26 Mart tarihli yazımda “ Evet, taşeron işçilerin artık kadroya geçebileceklerinin müjdesini verebiliriz. Zira Karayolları Genel Müdürlüğü bünyesinde çalışan yaklaşık on bin taşeron işçinin, mahkeme kararı gereği kadroya geçiş süreci tamamlanmak üzere. Ulaştırma Bakanımız Sayın Binali YILDIRIM’ ın, Sayın Başbakanımızla yapmış olduğu görüşmeler doğrultusunda, YOL-İŞ Sendikasının da desteğiyle Karayolları Genel Müdürlüğü bünyesindeki taşeron işçilerin kadroya geçirilmesine ilişkin yazı, onay için Maliye Bakanlığına gönderilmiştir. Bu sürecin son basamağı olan Maliye Bakanlığının onayı ile bundan sonra bütün taşeron işçi gardaşlarımız geçici işçi statüsünde çalışarak, ikinci skaladan maaş alacaklardır ” demiş, yani taşeron işçilerin kadroya geçeceklerini belirtmiştim.
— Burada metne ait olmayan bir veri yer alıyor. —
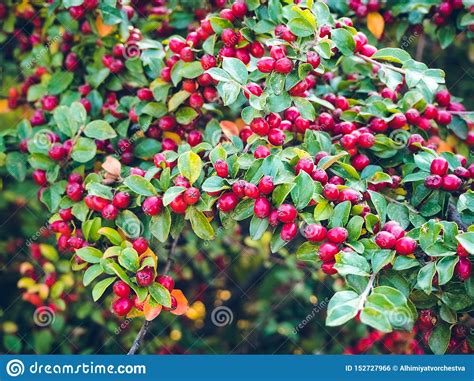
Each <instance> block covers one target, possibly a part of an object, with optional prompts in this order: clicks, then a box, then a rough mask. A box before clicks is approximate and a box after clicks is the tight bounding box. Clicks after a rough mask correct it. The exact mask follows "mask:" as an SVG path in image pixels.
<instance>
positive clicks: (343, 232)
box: [326, 227, 349, 244]
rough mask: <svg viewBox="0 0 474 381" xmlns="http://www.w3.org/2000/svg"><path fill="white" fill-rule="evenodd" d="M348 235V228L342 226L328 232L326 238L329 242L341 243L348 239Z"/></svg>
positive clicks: (326, 235)
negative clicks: (326, 238) (346, 239)
mask: <svg viewBox="0 0 474 381" xmlns="http://www.w3.org/2000/svg"><path fill="white" fill-rule="evenodd" d="M348 236H349V233H348V231H347V230H346V229H344V228H341V227H335V228H332V229H330V230H329V231H328V232H327V235H326V238H327V239H328V241H329V242H332V243H335V244H341V243H343V242H345V241H346V239H347V237H348Z"/></svg>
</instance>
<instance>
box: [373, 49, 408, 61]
mask: <svg viewBox="0 0 474 381" xmlns="http://www.w3.org/2000/svg"><path fill="white" fill-rule="evenodd" d="M371 58H373V59H374V60H381V61H389V62H395V63H398V64H404V63H405V62H406V61H408V60H409V59H411V57H410V54H409V53H407V52H406V51H405V50H403V49H399V48H383V49H380V50H378V51H376V52H375V54H374V55H373V56H372V57H371Z"/></svg>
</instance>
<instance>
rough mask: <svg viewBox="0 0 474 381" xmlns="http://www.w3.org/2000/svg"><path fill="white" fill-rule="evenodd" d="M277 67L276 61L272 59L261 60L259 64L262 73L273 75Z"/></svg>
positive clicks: (257, 65)
mask: <svg viewBox="0 0 474 381" xmlns="http://www.w3.org/2000/svg"><path fill="white" fill-rule="evenodd" d="M274 67H275V60H274V59H273V58H271V57H263V58H260V59H259V60H258V62H257V69H258V70H260V71H261V72H262V73H271V72H272V71H273V69H274Z"/></svg>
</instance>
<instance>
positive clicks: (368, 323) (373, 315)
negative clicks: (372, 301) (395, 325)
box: [360, 307, 392, 332]
mask: <svg viewBox="0 0 474 381" xmlns="http://www.w3.org/2000/svg"><path fill="white" fill-rule="evenodd" d="M360 321H361V322H362V323H364V324H366V325H369V326H371V327H373V328H375V329H377V330H379V331H382V332H391V331H392V325H391V324H390V321H389V320H388V318H387V316H385V314H384V313H383V312H381V311H379V310H378V309H375V308H372V307H365V308H364V309H363V310H362V312H361V313H360Z"/></svg>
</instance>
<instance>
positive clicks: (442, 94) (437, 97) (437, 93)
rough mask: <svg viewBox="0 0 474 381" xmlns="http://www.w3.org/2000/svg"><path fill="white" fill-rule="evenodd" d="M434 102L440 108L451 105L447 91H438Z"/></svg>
mask: <svg viewBox="0 0 474 381" xmlns="http://www.w3.org/2000/svg"><path fill="white" fill-rule="evenodd" d="M435 99H436V102H438V104H439V105H440V106H443V107H447V106H449V104H450V103H451V95H450V94H449V91H448V90H441V91H438V92H437V93H436V95H435Z"/></svg>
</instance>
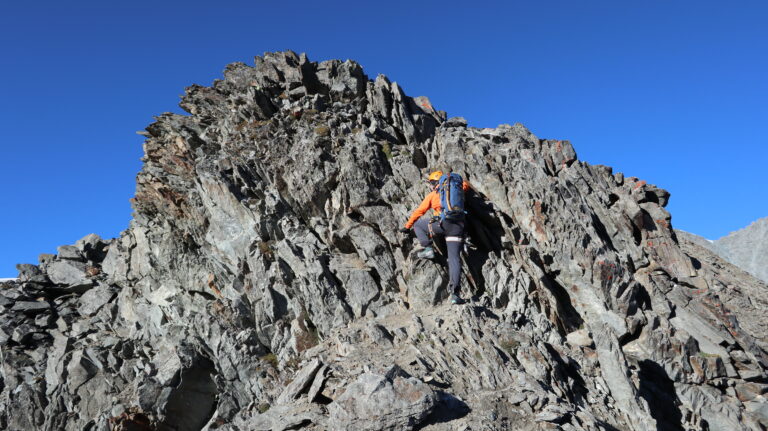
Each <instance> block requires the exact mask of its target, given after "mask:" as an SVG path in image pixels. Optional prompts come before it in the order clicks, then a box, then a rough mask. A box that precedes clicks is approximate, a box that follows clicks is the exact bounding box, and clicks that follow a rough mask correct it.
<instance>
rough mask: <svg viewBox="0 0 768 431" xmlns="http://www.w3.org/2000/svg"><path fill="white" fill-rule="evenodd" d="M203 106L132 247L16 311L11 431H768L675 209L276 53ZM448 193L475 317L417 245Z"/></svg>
mask: <svg viewBox="0 0 768 431" xmlns="http://www.w3.org/2000/svg"><path fill="white" fill-rule="evenodd" d="M180 106H181V107H182V108H183V109H184V110H186V111H187V112H188V113H189V115H179V114H171V113H166V114H162V115H160V116H158V117H157V118H156V121H155V122H154V123H152V124H151V125H150V126H149V127H147V129H146V131H145V132H143V134H144V136H146V141H145V144H144V153H145V154H144V158H143V162H144V165H143V168H142V170H141V172H140V173H139V174H138V176H137V186H136V194H135V197H134V199H133V201H132V205H133V208H134V215H133V220H132V221H131V223H130V226H129V227H128V229H126V230H125V231H124V232H123V233H122V234H121V236H120V237H119V238H115V239H112V240H108V241H104V240H102V239H100V238H97V237H95V236H92V235H91V236H88V237H86V238H83V240H81V241H78V243H77V244H75V245H74V246H73V247H64V248H60V250H59V254H58V255H56V256H50V255H46V256H41V262H40V264H39V265H20V266H19V271H20V274H19V280H17V281H13V280H12V281H8V282H3V283H2V284H1V285H0V286H1V287H0V307H2V308H3V313H2V314H1V315H0V316H2V317H0V348H1V349H2V355H0V360H2V367H3V368H2V373H0V379H1V380H0V391H1V392H0V407H2V408H1V409H0V427H2V428H5V429H47V430H60V429H83V428H88V429H100V430H101V429H109V428H110V427H115V429H153V428H154V429H225V430H226V429H229V430H246V429H248V430H250V429H279V430H282V429H298V428H301V429H317V430H321V429H356V430H368V429H369V430H374V429H421V430H449V429H450V430H454V429H499V430H502V429H519V430H527V429H530V430H539V429H554V428H555V427H557V428H558V429H563V430H597V429H609V430H610V429H622V430H649V429H710V430H736V429H744V430H760V429H764V427H766V426H768V417H767V416H766V409H765V408H764V406H765V394H766V391H767V390H768V385H767V383H768V376H767V375H766V369H767V368H768V356H767V354H766V349H765V346H766V341H767V339H766V333H765V332H764V331H762V330H760V328H761V326H760V325H744V327H745V328H747V329H746V330H745V329H742V324H741V323H740V319H749V316H747V315H743V314H742V315H739V316H738V318H737V317H736V315H735V314H734V312H733V310H730V309H729V308H728V307H729V305H728V304H739V303H740V302H739V301H746V300H745V299H744V297H745V295H746V294H745V293H743V292H738V291H737V289H736V288H737V286H733V283H734V281H733V280H734V278H733V277H730V276H729V277H730V278H728V280H727V281H728V283H730V284H728V285H727V287H726V289H728V294H727V298H726V299H727V300H721V296H723V297H725V295H724V294H723V292H722V287H721V286H725V285H726V284H724V283H723V279H722V276H721V275H720V274H719V273H718V271H716V270H712V268H713V266H712V265H717V264H718V263H717V262H718V261H717V258H714V257H713V258H711V259H710V258H708V260H707V261H705V262H704V263H703V264H702V261H701V260H692V259H691V257H695V256H691V254H695V253H697V252H696V251H695V250H694V249H691V248H681V246H680V244H679V243H678V239H677V237H676V235H675V233H674V231H673V230H672V226H671V216H670V214H669V213H668V212H667V211H666V210H665V208H664V206H665V205H666V203H667V201H668V199H669V193H668V192H666V191H664V190H662V189H660V188H658V187H655V186H653V185H650V184H647V183H646V182H645V181H641V180H639V179H637V178H625V177H624V176H623V175H622V174H614V173H613V172H612V170H611V169H610V168H609V167H605V166H599V165H590V164H588V163H585V162H582V161H579V160H578V159H577V157H576V153H575V151H574V149H573V147H572V146H571V144H570V143H569V142H567V141H561V140H543V139H539V138H537V137H536V136H534V135H533V134H532V133H531V132H530V131H529V130H527V129H526V128H525V127H524V126H522V125H520V124H515V125H512V126H510V125H501V126H499V127H497V128H495V129H490V128H485V129H479V128H473V127H469V126H468V125H467V122H466V121H465V120H464V119H462V118H458V117H457V118H451V119H448V118H447V115H446V114H445V113H444V112H441V111H437V110H435V108H434V107H433V106H432V104H431V103H430V102H429V100H428V99H427V98H425V97H417V98H412V97H409V96H407V95H406V94H405V93H404V91H403V90H402V88H401V87H400V86H399V85H398V84H397V83H393V82H390V81H389V80H388V79H387V78H386V77H384V76H382V75H380V76H378V77H376V78H375V79H374V80H371V79H369V78H368V76H366V75H365V74H364V72H363V70H362V68H361V67H360V65H358V64H357V63H355V62H352V61H344V62H342V61H338V60H330V61H324V62H320V63H316V62H311V61H310V60H309V59H308V58H307V57H306V55H303V54H302V55H297V54H295V53H293V52H290V51H288V52H279V53H267V54H265V55H264V56H261V57H257V58H256V61H255V66H253V67H251V66H247V65H245V64H241V63H235V64H231V65H229V66H227V68H226V70H225V71H224V78H223V79H221V80H217V81H215V82H214V83H213V85H212V86H210V87H203V86H198V85H195V86H191V87H189V88H187V90H186V93H185V95H184V96H183V97H182V101H181V104H180ZM438 168H440V169H443V170H451V171H453V172H458V173H460V174H461V175H462V176H463V177H464V178H465V179H467V180H468V181H469V182H470V183H471V184H472V187H473V191H472V192H471V193H470V195H469V196H468V201H469V207H468V209H469V215H468V217H469V222H468V223H469V227H468V231H469V234H470V236H471V238H472V240H473V242H474V244H475V245H476V248H474V249H470V250H469V252H468V254H467V256H466V262H467V266H466V267H465V268H464V273H465V275H466V276H465V277H464V284H463V290H464V292H465V293H466V294H467V295H468V296H473V297H474V298H473V300H472V301H471V302H470V303H468V304H465V305H461V306H451V305H450V304H447V303H446V301H445V299H446V298H447V295H448V292H447V290H446V289H447V288H446V285H447V275H446V274H445V269H444V265H443V263H444V262H442V261H441V260H440V258H438V259H436V260H435V261H418V260H416V259H414V256H413V253H412V252H413V251H414V250H413V249H414V244H413V242H412V240H411V239H409V238H406V237H404V236H402V235H400V234H398V232H397V230H398V228H399V227H400V226H401V225H402V224H403V222H404V221H405V220H406V218H407V216H408V214H409V212H410V210H412V209H413V208H414V207H415V206H416V205H417V204H418V202H420V200H421V198H422V197H423V194H424V193H425V192H426V191H427V190H426V188H425V186H423V178H424V175H425V173H427V172H428V171H429V170H431V169H438ZM692 250H693V251H692ZM702 265H704V266H702ZM736 280H737V282H738V279H736ZM758 283H759V282H758ZM759 286H762V287H763V288H764V287H765V285H762V284H761V285H759ZM120 427H122V428H120ZM142 427H143V428H142Z"/></svg>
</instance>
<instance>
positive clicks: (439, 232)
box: [413, 217, 464, 295]
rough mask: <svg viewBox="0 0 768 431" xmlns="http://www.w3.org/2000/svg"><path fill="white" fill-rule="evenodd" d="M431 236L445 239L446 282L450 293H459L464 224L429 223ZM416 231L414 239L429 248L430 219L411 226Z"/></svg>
mask: <svg viewBox="0 0 768 431" xmlns="http://www.w3.org/2000/svg"><path fill="white" fill-rule="evenodd" d="M431 228H432V229H431V234H432V235H434V236H435V237H438V236H443V237H445V245H446V248H447V249H448V276H449V279H450V281H449V282H448V284H449V287H450V288H451V291H452V292H453V293H455V294H457V295H458V294H459V293H460V292H461V248H462V246H463V245H464V222H463V221H460V222H455V221H450V220H444V221H443V222H442V223H441V222H440V220H437V221H435V222H433V223H431ZM413 229H414V230H415V231H416V238H418V239H419V242H420V243H421V245H422V246H423V247H429V245H430V244H431V240H430V219H428V218H424V217H422V218H420V219H419V220H418V221H416V223H414V225H413Z"/></svg>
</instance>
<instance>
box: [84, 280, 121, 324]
mask: <svg viewBox="0 0 768 431" xmlns="http://www.w3.org/2000/svg"><path fill="white" fill-rule="evenodd" d="M113 296H115V292H114V291H113V290H112V289H111V288H110V287H109V286H106V285H100V286H98V287H95V288H93V289H90V290H89V291H87V292H85V293H84V294H83V295H82V296H81V297H80V299H79V302H80V306H79V307H78V308H77V311H78V312H79V313H80V314H81V315H83V316H91V315H93V314H96V312H97V311H99V309H100V308H101V307H102V306H104V304H106V303H108V302H109V301H110V300H111V299H112V297H113Z"/></svg>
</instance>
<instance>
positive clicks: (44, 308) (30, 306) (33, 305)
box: [11, 301, 51, 314]
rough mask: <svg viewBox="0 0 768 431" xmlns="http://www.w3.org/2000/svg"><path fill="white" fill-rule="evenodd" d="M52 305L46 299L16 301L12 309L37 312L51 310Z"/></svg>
mask: <svg viewBox="0 0 768 431" xmlns="http://www.w3.org/2000/svg"><path fill="white" fill-rule="evenodd" d="M50 308H51V305H50V304H48V303H47V302H45V301H16V302H15V303H14V304H13V307H11V310H12V311H21V312H24V313H29V314H35V313H40V312H42V311H48V310H50Z"/></svg>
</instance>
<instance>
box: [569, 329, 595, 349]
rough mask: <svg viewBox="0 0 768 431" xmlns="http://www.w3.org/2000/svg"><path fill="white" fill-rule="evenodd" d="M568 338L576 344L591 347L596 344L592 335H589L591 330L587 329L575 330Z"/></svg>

Ancak taşeron işçiler tarafından açılan binlerce dava ile büyük sıkıntı yaşayan Çalışma Bakanlığı, bu sorunu çözmek için çalışmalar yaptı. Bu çalışmaların neticesinde bakanlık, taşeron işçileri ya mahkeme kararları doğrultusunda kadroya geçirecek ya da tazminatlarını ödeyip hepsini çıkartacaktı. Ancak, akla taşeron işçilere bir oyun oynamak geldi. Bakanlık bürokrasisine göre, 4857 sayılı kanunun 2. Maddesi değiştirildimi bu iş kökten çözülüyordu.
Oysa, Anayasa’nın 128. maddesinin birinci fıkrasında, Devlet’in,
kamu iktisadi teşebbüsleri ve diğer kamu tüzel kişilerinin genel
idare esaslarına göre yürütmekle yükümlü oldukları kamu hizmetlerinin
gerektirdiği aslî ve sürekli görevlerin, memurlar ve diğer kamu
görevlileri eliyle yürütüleceği belirtilmiştir.
Yine, 4857 sayılı iş kanunun 2. Maddesiine göre;
İşveren adına hareket eden ve işin, işyerinin ve işletmenin yönetiminde görev alan kimselere işveren vekili denir. İşveren vekilinin bu sıfatla işçilere karşı işlem ve yükümlülüklerinden doğrudan işveren sorumludur.
Bu Kanunda işveren için öngörülen her çeşit sorumluluk ve zorunluluklar işveren vekilleri hakkında da uygulanır. İşveren vekilliği sıfatı, işçilere tanınan hak ve yükümlülükleri ortadan kaldırmaz.
Bir işverenden, işyerinde yürüttüğü mal veya hizmet üretimine ilişkin yardımcı işlerinde veya asıl işin bir bölümünde işletmenin ve işin gereği ile teknolojik nedenlerle uzmanlık gerektiren işlerde iş alan ve bu iş için görevlendirdiği işçilerini sadece bu işyerinde aldığı işte çalıştıran diğer işveren ile iş aldığı işveren arasında kurulan ilişkiye asıl işveren-alt işveren ilişkisi denir. Bu ilişkide asıl işveren, alt işverenin işçilerine karşı o işyeri ile ilgili olarak bu Kanundan, iş sözleşmesinden veya alt işverenin taraf olduğu toplu iş sözleşmesinden doğan yükümlülüklerinden alt işveren ile birlikte sorumludur.
Asıl işverenin işçilerinin alt işveren tarafından işe alınarak çalıştırılmaya devam ettirilmesi suretiyle hakları kısıtlanamaz veya daha önce o işyerinde çalıştırılan kimse ile alt işveren ilişkisi kurulamaz. Aksi halde ve genel olarak asıl işveren alt işveren ilişkisinin muvazaalı işleme dayandığı kabul edilerek alt işverenin işçileri başlangıçtan itibaren asıl işverenin işçisi sayılarak işlem görürler. İşletmenin ve işin gereği ile teknolojik nedenlerle uzmanlık gerektiren işler dışında asıl iş bölünerek alt işverenlere verilemez denilmektedir.
İşte, bu madde değiştiğinde devletin asli işi de taşerona verilebilir hale gelecek ve ellerinde mahkeme kararı olmayan tüm taşeron işçiler kadroya geçme haklarını kaybetmiş olacaklardır. Taşeron işçiler! bir sabah ansızın bu yasanın geçtiğini görebilir ve kadroya geçme haklarınızı kaybetmiş olabilirsiniz. Benden söylemesi.